His shoulders visibly slumped. “Can’t it wait until the morning?”
“No, because your mother is bringing the boys back early. She has somewhere to go and said she’d drop them off on her way.”
Vic eased down onto one of the kitchen stools as though his whole body ached. “What’s going on?”
“I’m lonely, Vic. You’re never around, and when you are, you’re too tired or distracted to even notice that I’m in the room.”
He stared at her for a long moment with any response then groaned. “Mona, we’re not kids anymore. I know you have nothing to occupy your time, and that was your choice, but I’m overwhelmed.”
“I understand, and that’s the problem. You have no time for me or the boys. Are we just supposed to sit around and pretend you’re no longer in our lives?”
“If I wasn’t in your lives, we wouldn’t be having this conversation in a two million dollar house.

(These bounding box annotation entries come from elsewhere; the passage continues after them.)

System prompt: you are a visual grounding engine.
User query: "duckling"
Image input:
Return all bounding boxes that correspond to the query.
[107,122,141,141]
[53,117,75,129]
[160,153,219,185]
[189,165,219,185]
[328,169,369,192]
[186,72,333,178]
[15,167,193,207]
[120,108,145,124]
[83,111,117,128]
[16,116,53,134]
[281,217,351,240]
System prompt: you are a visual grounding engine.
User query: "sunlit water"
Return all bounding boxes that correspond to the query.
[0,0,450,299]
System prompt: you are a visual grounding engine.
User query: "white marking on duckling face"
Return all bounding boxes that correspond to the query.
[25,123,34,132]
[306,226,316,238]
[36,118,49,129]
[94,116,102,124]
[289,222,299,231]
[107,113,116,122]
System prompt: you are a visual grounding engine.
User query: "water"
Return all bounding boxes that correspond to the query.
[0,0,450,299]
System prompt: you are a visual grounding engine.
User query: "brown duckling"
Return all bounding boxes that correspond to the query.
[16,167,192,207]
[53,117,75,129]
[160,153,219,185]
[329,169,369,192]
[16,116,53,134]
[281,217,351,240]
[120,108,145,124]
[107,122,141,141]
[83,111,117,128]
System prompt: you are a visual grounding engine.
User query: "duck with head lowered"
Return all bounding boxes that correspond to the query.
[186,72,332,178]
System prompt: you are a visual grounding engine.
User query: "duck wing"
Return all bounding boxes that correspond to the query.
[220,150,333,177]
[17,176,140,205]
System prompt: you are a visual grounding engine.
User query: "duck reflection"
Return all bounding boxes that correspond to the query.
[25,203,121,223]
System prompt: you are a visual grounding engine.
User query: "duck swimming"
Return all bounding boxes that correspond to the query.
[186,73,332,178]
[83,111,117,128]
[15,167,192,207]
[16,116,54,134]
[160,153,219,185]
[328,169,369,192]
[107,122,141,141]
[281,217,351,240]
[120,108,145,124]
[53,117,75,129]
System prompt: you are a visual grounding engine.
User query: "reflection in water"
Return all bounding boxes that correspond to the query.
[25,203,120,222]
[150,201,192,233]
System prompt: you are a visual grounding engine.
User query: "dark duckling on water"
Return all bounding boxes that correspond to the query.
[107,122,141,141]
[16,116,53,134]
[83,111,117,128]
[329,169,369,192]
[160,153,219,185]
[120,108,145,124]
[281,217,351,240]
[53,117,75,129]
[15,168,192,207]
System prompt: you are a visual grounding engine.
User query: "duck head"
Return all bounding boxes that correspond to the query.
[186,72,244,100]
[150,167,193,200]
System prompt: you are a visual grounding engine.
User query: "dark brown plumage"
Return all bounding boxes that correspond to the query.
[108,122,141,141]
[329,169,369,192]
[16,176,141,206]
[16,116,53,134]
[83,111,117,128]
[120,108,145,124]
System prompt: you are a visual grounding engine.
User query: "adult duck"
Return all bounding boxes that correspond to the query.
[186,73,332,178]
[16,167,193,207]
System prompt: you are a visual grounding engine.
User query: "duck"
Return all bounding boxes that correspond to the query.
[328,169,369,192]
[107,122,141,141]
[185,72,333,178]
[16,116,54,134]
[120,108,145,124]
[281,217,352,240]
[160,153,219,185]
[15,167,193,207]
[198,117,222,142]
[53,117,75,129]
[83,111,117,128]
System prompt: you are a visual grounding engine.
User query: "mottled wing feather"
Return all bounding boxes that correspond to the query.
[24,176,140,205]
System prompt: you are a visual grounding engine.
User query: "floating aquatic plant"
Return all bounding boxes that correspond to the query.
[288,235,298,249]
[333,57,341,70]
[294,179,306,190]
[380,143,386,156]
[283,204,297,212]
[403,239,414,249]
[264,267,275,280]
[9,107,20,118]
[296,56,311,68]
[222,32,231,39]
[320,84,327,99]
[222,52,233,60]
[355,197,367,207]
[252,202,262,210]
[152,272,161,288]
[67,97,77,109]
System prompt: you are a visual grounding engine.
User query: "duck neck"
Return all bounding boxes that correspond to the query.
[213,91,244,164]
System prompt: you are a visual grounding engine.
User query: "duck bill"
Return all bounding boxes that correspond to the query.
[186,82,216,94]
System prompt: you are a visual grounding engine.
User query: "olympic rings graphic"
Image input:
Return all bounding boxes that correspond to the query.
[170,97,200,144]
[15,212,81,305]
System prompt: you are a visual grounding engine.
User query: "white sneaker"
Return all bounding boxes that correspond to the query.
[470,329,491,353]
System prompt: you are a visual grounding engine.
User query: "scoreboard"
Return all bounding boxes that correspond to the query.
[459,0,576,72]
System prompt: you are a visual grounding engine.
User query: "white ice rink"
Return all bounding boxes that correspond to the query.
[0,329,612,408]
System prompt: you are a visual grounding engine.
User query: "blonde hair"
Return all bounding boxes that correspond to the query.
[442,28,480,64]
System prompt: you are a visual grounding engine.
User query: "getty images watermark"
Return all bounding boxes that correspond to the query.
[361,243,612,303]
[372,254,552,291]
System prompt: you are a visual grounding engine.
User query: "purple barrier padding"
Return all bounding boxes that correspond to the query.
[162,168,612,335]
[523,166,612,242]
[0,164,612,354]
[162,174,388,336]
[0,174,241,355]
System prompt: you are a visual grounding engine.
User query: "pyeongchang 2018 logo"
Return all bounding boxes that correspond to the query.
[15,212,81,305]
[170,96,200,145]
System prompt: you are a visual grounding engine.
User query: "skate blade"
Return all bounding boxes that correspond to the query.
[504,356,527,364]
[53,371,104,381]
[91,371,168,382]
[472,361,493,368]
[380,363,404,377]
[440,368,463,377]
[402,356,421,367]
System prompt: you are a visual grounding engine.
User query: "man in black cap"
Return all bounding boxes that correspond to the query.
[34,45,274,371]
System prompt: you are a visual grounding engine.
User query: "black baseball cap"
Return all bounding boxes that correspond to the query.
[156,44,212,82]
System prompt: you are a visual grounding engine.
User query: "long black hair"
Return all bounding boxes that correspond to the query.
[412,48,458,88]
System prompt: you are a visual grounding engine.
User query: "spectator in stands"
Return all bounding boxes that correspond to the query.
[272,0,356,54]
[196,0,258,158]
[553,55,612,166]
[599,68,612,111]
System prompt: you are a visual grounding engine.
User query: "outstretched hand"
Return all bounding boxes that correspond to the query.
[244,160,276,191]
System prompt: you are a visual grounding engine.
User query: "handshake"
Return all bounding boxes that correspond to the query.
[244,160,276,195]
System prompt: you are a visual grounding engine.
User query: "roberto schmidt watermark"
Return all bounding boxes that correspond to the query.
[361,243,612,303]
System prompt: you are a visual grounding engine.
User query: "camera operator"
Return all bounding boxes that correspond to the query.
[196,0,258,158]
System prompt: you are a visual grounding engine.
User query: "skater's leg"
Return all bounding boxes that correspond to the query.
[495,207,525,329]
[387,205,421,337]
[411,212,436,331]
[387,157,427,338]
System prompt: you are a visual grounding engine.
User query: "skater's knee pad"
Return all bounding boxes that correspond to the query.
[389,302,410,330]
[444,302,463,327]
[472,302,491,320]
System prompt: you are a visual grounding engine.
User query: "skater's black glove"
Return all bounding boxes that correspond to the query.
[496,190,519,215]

How do you think everything is being paid for?”
For the next few minutes, he went into what had become his standard lecture about being under scrutiny as the first black and the youngest chief of surgery in the history of the largest medical center in Atlanta-in the South for that matter. It wasn’t as though she didn’t understand the importance of his job. In fact, she was wildly proud of his status, but most of the time she wished he could go back to being a surgeon. Surgeons were the elite of the medical community, but that hadn’t been enough for him. Vic followed in his namesake’s footsteps, and now he’d surpassed the professional status his father had reached. Sometimes his ambition actually frightened her.
“When is it going to stop? Do you have to become Surgeon General of the United States before you’re satisfied?”
Vic rubbed the back of his neck and glowered at her. “Now you’re just being ridiculous! You wanted me to take this job, remember? That was before this house and the Bentley-”
“I didn’t ask you for the car or the jewelry.” She dragged in a long, frustrated breath, and spoke through clenched teeth trying not to scream at him. “You bought those because you felt guilty.”  
“Guilty?” He rose to his full height and leaned over her. “What the hell do I have to feel guilty about?”
Mona looked up at him with blinking. “About abandoning your role as a husband and father so you can be king of your hospital.”
“You wanted me to be king. Or have you forgotten?”
“That’s not fair, Vic. I saw how much you wanted the position, and supported your decision to go for it.” She ran her fingers through her long hair. “I never dreamed our lives would change so much. Or you would change so much.”